Prominent members of the Government in relevant departments such as Shabana Mahmood, the Lord Chancellor, and Wes Streeting, the Health Secretary, have voiced grave concerns around the bill’s provisions and implications. Yet when the former, Britain’s most senior practicing Muslim, voiced her opinion, Lord Falconer dismissed the legitimacy of her opinion and her right to contribute to the debate because of her stated beliefs on the sanctity of life.
Likewise, when Kruger, a leading opponent of the bill, spoke eloquently on his ethical concerns, the Guardian Newspaperchose to publish a story ostensibly focused on vague and suggestive allegations relating to undeclared contributions from ‘evangelical groups’ to Kruger’s anti-assisted suicide caucus All Party Parliamentary Group on Dying Well. Of course, the apparent intention of the story is to expose Kruger’s Evangelical faith and the support he and his cause receive from Christian groups. The insinuation is that religious groups and individuals ought not exert influence on public policy, and if they do, it would be for the best that they not influence the public on an area in which their religion has anything to say.
A sort of conflict of interest is being asserted wherein persons holding religious convictions ought not only to declare, but also to recuse themselves from public discourse if they are at all influenced by their religious belief.
At first inspection, this appears to be a case for the separation of church and state which, while not officially enshrined in Britain, is a standard feature of discourse on secularism.
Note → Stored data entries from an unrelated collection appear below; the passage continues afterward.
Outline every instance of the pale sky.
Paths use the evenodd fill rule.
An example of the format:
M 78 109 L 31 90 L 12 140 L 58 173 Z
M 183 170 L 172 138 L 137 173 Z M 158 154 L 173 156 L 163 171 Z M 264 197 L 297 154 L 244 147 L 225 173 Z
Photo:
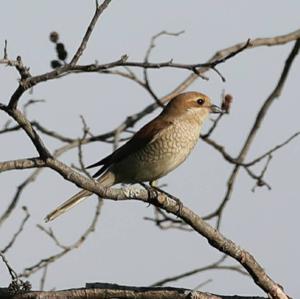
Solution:
M 8 55 L 20 55 L 34 75 L 50 70 L 55 58 L 49 33 L 60 33 L 69 55 L 77 49 L 94 13 L 95 1 L 15 1 L 4 0 L 0 11 L 0 44 L 8 40 Z M 178 32 L 179 37 L 161 37 L 151 60 L 200 63 L 217 50 L 248 38 L 272 37 L 299 28 L 299 1 L 112 1 L 100 17 L 80 63 L 110 62 L 123 54 L 141 61 L 151 36 L 162 31 Z M 275 87 L 284 61 L 293 43 L 284 46 L 251 49 L 219 66 L 226 77 L 221 82 L 214 72 L 209 81 L 199 79 L 188 90 L 208 94 L 220 103 L 223 89 L 231 93 L 231 114 L 224 117 L 213 138 L 233 156 L 237 155 L 251 128 L 256 113 Z M 1 54 L 2 55 L 2 54 Z M 256 157 L 283 142 L 299 130 L 300 57 L 296 58 L 279 100 L 272 105 L 249 153 Z M 137 69 L 137 74 L 141 70 Z M 161 69 L 150 72 L 151 84 L 163 96 L 187 76 L 185 70 Z M 0 66 L 0 101 L 7 102 L 17 86 L 18 73 Z M 70 75 L 42 83 L 33 94 L 26 93 L 20 105 L 29 99 L 46 103 L 30 108 L 28 117 L 49 129 L 71 137 L 82 135 L 79 115 L 83 115 L 94 134 L 116 128 L 126 116 L 140 111 L 153 100 L 136 83 L 127 79 L 99 74 Z M 137 123 L 141 127 L 151 117 Z M 0 126 L 8 118 L 0 114 Z M 208 126 L 206 126 L 207 128 Z M 205 131 L 205 128 L 204 128 Z M 203 131 L 203 132 L 204 132 Z M 43 136 L 48 148 L 61 144 Z M 1 135 L 1 161 L 32 157 L 34 147 L 23 132 Z M 299 268 L 299 149 L 296 139 L 273 155 L 265 179 L 272 186 L 251 189 L 255 182 L 241 171 L 233 196 L 227 205 L 221 232 L 250 251 L 273 280 L 284 286 L 290 296 L 300 294 Z M 84 160 L 93 163 L 111 151 L 111 146 L 94 143 L 84 147 Z M 77 163 L 77 150 L 60 159 Z M 255 169 L 263 167 L 259 164 Z M 161 179 L 166 190 L 181 198 L 199 215 L 213 211 L 222 200 L 232 165 L 219 153 L 199 142 L 191 157 L 177 170 Z M 1 210 L 7 207 L 15 188 L 32 170 L 1 174 Z M 0 248 L 16 231 L 26 205 L 31 218 L 24 233 L 7 258 L 17 272 L 59 251 L 52 240 L 36 228 L 44 216 L 77 188 L 51 170 L 45 169 L 23 193 L 11 219 L 1 227 Z M 70 244 L 90 223 L 96 204 L 95 196 L 50 224 L 60 240 Z M 147 286 L 162 278 L 180 274 L 216 261 L 221 254 L 196 233 L 178 230 L 161 231 L 145 216 L 153 208 L 137 201 L 105 200 L 96 231 L 78 249 L 48 267 L 46 289 L 82 287 L 86 282 L 110 282 Z M 212 222 L 213 223 L 213 222 Z M 46 225 L 49 227 L 49 225 Z M 228 259 L 228 264 L 235 264 Z M 39 287 L 41 272 L 29 278 Z M 2 287 L 9 275 L 0 264 Z M 207 279 L 213 281 L 201 290 L 217 294 L 263 295 L 252 279 L 235 272 L 204 272 L 171 286 L 194 288 Z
However, what is particularly unsettling about Lord Falconer’s comments is not only that he questions the right of religious organisations to contribute to the body politic, but also the implication that religious individuals should be excluded from important discussions on matters of public morality and their implications for law and policy.
To expand on this logic, religious conviction effectively is interpreted by secular progressivists like Charlie Falconer as a form of mental frailty which limits and compromises the faculties of a decision-maker. Such faulty reasoning undermines religious freedom by making religion a disqualifying factor for those engaging in the public square. In order to make rational decisions, it is implied that politicians need to be either areligious or in an areligious frame of mind, for having a faith is no more than an irrational—indeed lamentable—affliction which biases and distorts an otherwise rational mind. Such a posture makes secularism the default position.
The designation of religion as inherently superstitious, unreasonable, and narrow negates the long tradition of Christian concern for the poor and the enslaved in England. William Wilberforce was expressly motivated by his Evangelical Christianity in his abolitionist campaign, and William Gladstone was driven by his faith in both his domestic and foreign policy. Their Christian conviction, unusually devout for their time, served to emphasise to them concerns to which their contemporaries were oblivious, and as such, gave rise to positive social reforms.
Contrary to the impression given by Lord Falconer, discourse on public policy is usually enhanced by contributions from religious leaders and people of faith, many of whom, like the Chief Rabbi in this instance, have contemplated and had extensive experience on questions of life and death. Dismissing the value of such interventions on the grounds of the audacity of his faith serves to expose the bigotry of areligious secularists against people of faith. It would also do immeasurable harm to the common good if any wisdom ‘tainted’ by the transcendent were to be excluded from public deliberation.
Jerry Li is a Theology MA Student at Durham University and President of the Durham Union Society, one of the three historic debating societies in the UK.